I Disturbi dissociativi
La categoria dei disturbi dissociativi è stata inserita la prima volta nella terza edizione del Manuale Diagnostico e Statistico dei
Disturbi Mentali (DSM-III, American Psychiatric Association, 1980). La caratteristica che appare centrale nei disturbi
dissociativi è la perdita dell’impressione soggettiva di continuità della memoria e della coscienza. Si manifestano cioè
esperienze di alterazioni dello stato di coscienza (stati ipnoidi o di trance, sonnambulismo, depersonalizzazione,
derealizzazione) insieme a lacune di memoria. I soggetti che ne soffrono possono riferire che esistono periodi della loro vita
anche recente, troppo lunghi perché possa trattarsi di un’ordinaria dimenticanza, di cui non conservano alcun ricordo o solo
ricordi molto vaghi e confusi. Oppure riferiscono di sperimentare a volte come due flussi di coscienza simultanei e separati, o
ancora di sperimentare la scomparsa di ogni pensiero e immagine mentale, come se la coscienza si svuotasse dei suoi
contenuti. Il senso di irrealtà, il comportamento espressivo e motorio disorientato e disorganizzato, insieme alla percezione
corporea stravolta (corpo che appare trasformato, l’esperienza di essere fuori dal proprio corpo e di osservarlo dall’esterno)
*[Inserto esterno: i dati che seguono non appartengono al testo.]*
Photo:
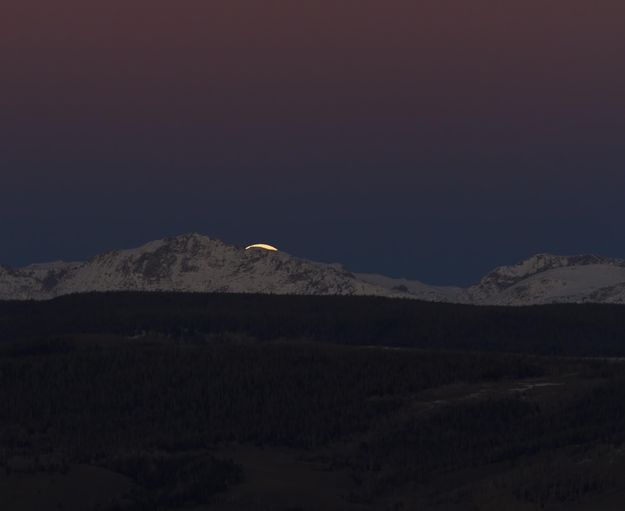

sono altri sintomi che fanno sospettare un disturbo dissociativo. Il tipo più clamoroso di discontinuità nella propria esperienza
soggettiva e/o nella capacità di ricordarla narrarla è osservabile nel Disturbo dissociativo dell’identità, in cui la continuità
dell’esperienza cosciente è interrotta dall’emergere periodico di “un’altra personalità” (a cui ci si riferisce nella letteratura
contemporanea con il termine alter) che assume il controllo del pensiero e del comportamento. Una volta che la personalità
primaria ricompare, non conserva memoria di quanto accaduto nel frattempo. La diagnosi certa di disturbo dissociativo
dell’identità è possibile solo quando il clinico assiste alla comparsa dell’alter che si sostituisce alla personalità primaria.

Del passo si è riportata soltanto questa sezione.